If the Governor successfully made such an argument, it would be unfortunate on at least two counts:
- substantively, since the whole argument (made in the Explanatory Note, and in the Minister’s speech) is the benefits of diverse perspectives. Such perspectives would be likely to be more valuable usual in an unconventional environment, which management had not previously experienced,
- transparency. The bill envisages requiring that some (pretty neutered) MPC minutes will have to be routinely published. But if the important stuff of monetary policy is still being decided by the Governor – not just him block-voting management in the committee – even what limited gains we might hope for around transparency and accountability will be foregone.
Of course, one way of looking at all this is to observe that if I’m right and the new legislation just cements in effective control by the Governor (through his management majority of the committee, and his likely clout with the board regarding the handful of externals) perhaps it doesn’t really matter very much. Good people are likely to be reluctant to accept appointment, and that would simply be reinforced during a period when the OCR itself was neutered.

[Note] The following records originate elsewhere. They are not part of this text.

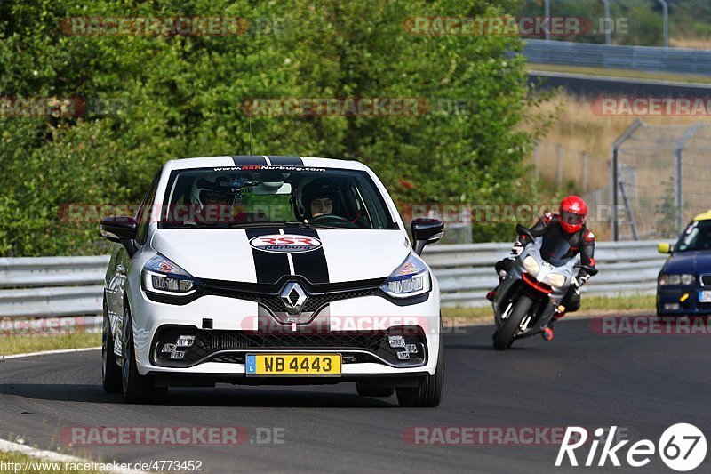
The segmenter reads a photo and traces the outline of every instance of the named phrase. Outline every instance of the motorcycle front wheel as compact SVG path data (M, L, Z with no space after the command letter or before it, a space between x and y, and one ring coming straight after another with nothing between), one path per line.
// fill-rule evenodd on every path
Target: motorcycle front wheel
M525 294L522 294L518 298L518 301L511 309L511 315L502 321L501 327L499 327L491 337L496 350L504 350L511 347L511 344L514 343L516 333L518 332L518 328L521 325L521 322L528 314L532 304L533 300Z

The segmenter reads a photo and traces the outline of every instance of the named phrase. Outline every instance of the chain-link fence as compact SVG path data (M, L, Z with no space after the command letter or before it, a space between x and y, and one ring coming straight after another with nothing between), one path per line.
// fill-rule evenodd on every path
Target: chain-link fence
M711 127L633 123L612 149L612 238L675 237L711 208Z

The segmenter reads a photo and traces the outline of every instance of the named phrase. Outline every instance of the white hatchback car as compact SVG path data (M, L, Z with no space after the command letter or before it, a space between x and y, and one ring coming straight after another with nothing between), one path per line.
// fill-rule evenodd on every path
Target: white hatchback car
M136 215L102 220L103 383L129 402L167 388L355 382L436 406L440 293L385 187L355 161L211 157L167 162Z

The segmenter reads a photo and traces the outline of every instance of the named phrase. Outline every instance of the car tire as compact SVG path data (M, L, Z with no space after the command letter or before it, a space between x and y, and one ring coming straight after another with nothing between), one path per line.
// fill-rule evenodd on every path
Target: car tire
M368 385L356 382L356 390L361 397L390 397L395 393L395 387Z
M397 402L400 406L430 407L442 402L444 388L444 344L442 335L439 338L439 355L435 374L423 377L419 387L398 387Z
M104 297L104 320L101 328L101 382L107 393L121 393L121 366L114 354L114 335L111 333L111 322L108 319L108 309Z
M139 374L133 346L133 325L128 302L124 304L124 334L121 338L124 357L121 366L121 382L124 399L128 403L144 404L160 401L168 392L165 387L156 388L153 380Z

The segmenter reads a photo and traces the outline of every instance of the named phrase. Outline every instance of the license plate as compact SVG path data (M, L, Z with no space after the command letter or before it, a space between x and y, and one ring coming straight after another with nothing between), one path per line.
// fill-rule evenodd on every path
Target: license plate
M247 375L340 375L340 354L247 354Z

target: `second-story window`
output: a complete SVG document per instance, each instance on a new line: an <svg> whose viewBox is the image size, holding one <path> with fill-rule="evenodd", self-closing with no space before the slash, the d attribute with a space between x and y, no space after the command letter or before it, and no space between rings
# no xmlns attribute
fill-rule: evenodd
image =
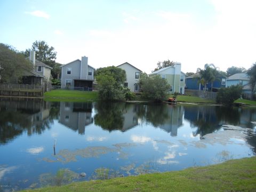
<svg viewBox="0 0 256 192"><path fill-rule="evenodd" d="M37 72L42 72L42 66L37 66Z"/></svg>
<svg viewBox="0 0 256 192"><path fill-rule="evenodd" d="M67 74L70 75L71 74L71 68L67 68Z"/></svg>
<svg viewBox="0 0 256 192"><path fill-rule="evenodd" d="M140 78L140 72L135 72L135 78Z"/></svg>

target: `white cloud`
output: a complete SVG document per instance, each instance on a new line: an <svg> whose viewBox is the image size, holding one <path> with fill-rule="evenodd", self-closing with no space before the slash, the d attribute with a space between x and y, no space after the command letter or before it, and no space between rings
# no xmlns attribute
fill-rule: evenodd
<svg viewBox="0 0 256 192"><path fill-rule="evenodd" d="M11 167L1 167L0 166L0 181L6 173L10 172L14 169L17 169L17 166L13 166Z"/></svg>
<svg viewBox="0 0 256 192"><path fill-rule="evenodd" d="M145 136L132 135L131 139L134 142L144 143L147 142L151 141L150 138Z"/></svg>
<svg viewBox="0 0 256 192"><path fill-rule="evenodd" d="M103 141L107 139L106 137L93 137L93 136L88 136L86 138L86 140L87 141Z"/></svg>
<svg viewBox="0 0 256 192"><path fill-rule="evenodd" d="M49 14L39 10L34 11L32 12L25 12L25 13L29 14L30 15L35 17L42 17L47 19L50 19L50 15Z"/></svg>
<svg viewBox="0 0 256 192"><path fill-rule="evenodd" d="M58 29L54 30L54 33L56 35L63 35L63 32Z"/></svg>
<svg viewBox="0 0 256 192"><path fill-rule="evenodd" d="M27 149L27 152L32 155L37 155L40 153L43 152L44 150L44 148L42 147L31 148Z"/></svg>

But, presumably the Minister doesn’t accept that interpretation (after all, he talks about the benefits of committees, diverse perspectives etc). Nor, presumably, does the Opposition – who talk up the risks to the independence of the Bank. The legislation should be better-worded:
- it should be explicit that the MPC has responsibility for decisions on the OCR or any official interest rate,
- it should be explicit that the MPC has policy responsibility for matters to do with foreign exchange intervention done in support of monetary policy, and for policy parameters around domestic liquidity management,
- it should be explicit that policy matters to do with, for example, QE should be matters for the MPC
- operational decisions on matters within these mandates would be matter for the Governor, but accountable to the MPC,
- and, at very least, the MPC should be free to make written representations on any other aspects of Bank responsibility which, in their view, are likely to affect their ability to deliver the remit objectives.
Consistent with that, of course, the MPC should have a clear majority of outsiders, and a clear majority of the members (preferably all) should be directly appointed by the Minister of Finance, without the involvement of the Bank’s (ill-qualified, illegitimate, and unaccountable) Board.